“A mermaid’s purse!” Ellinore peered into her palm. “Oi, that’s a great find. Very lucky, mum, do the mermaid leave her magic in it.”
Leda turned over the small packet with her finger. A slit showed the innards, empty.
“Alas, this one lacks magic, it would seem.” She showed Muriel, who had come to hover, too. “Shall I throw it back?”
“My mother always kept them,” Muriel said. “She put them on her dressing table. Said they were gifts from the sea, and one oughtn’t take gifts lightly.”
Leda couldn’t toss the thing onto the ground after that remark, not even if she thought it a dark omen. A woman who would keep a piece of sea wrack but had spurned the gift of her husband, if she’d never reveled with him in the kind of pleasure Leda had known last night. Even now she felt pleasantly aware of the warm place between her legs, though she went about all the normal activities of her day. Ordinary life suddenly turned on its side to show a wondrous new realm available to her, underneath the rest.
“I’ve heard the mermaids singing,” Leda said instead. “Saw one swimming last night, in fact.”
Muriel met this confidence with narrowed eyes. Ellinore raised her brows. “Singing?”
“They’ve small round heads and pointed noses. Very long eyelashes. And they give that high, keening cry, almost like a gull, but sweeter.”
Ellinore’s eyes crinkled at the corners. “Thas the seals, mum.”
“Seals!”
“There’s a colony of them as lives here. The winter babies will be growing now. Grey seals,” Muriel said with great scorn for Leda’s ignorance. “Do you go around the point that way,” and she pointed north, toward the sea, “there’s a place where they come ashore. Scores at a time, some days.”
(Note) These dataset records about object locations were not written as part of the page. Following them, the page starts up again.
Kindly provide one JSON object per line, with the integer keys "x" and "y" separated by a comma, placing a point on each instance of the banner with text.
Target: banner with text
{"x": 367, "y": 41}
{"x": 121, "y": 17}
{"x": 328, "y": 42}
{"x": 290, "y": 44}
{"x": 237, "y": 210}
Leda curled her hands around the mermaid purse and slipped it into her pocket. There was no enchantment here.No mermaids. Seals, a lovely creature, but flesh and bone and whiskery seal skin all the same.
And there was no ghost either, not of a girl. Only the ghost of Anne-Marie, still looming between her and Jack, to continue looming if Leda stayed. So would linger Muriel’s contempt, and Ellinore’s polite distance.
A figure down the beach caught her eye. A man, standing where the rocky cliffs slowly fell to their knees and sank into a sandy stretch of beach, a place where a tumble would not break a woman’s neck. It was not Jack, nor anyone else she recognized. Yet she knew him.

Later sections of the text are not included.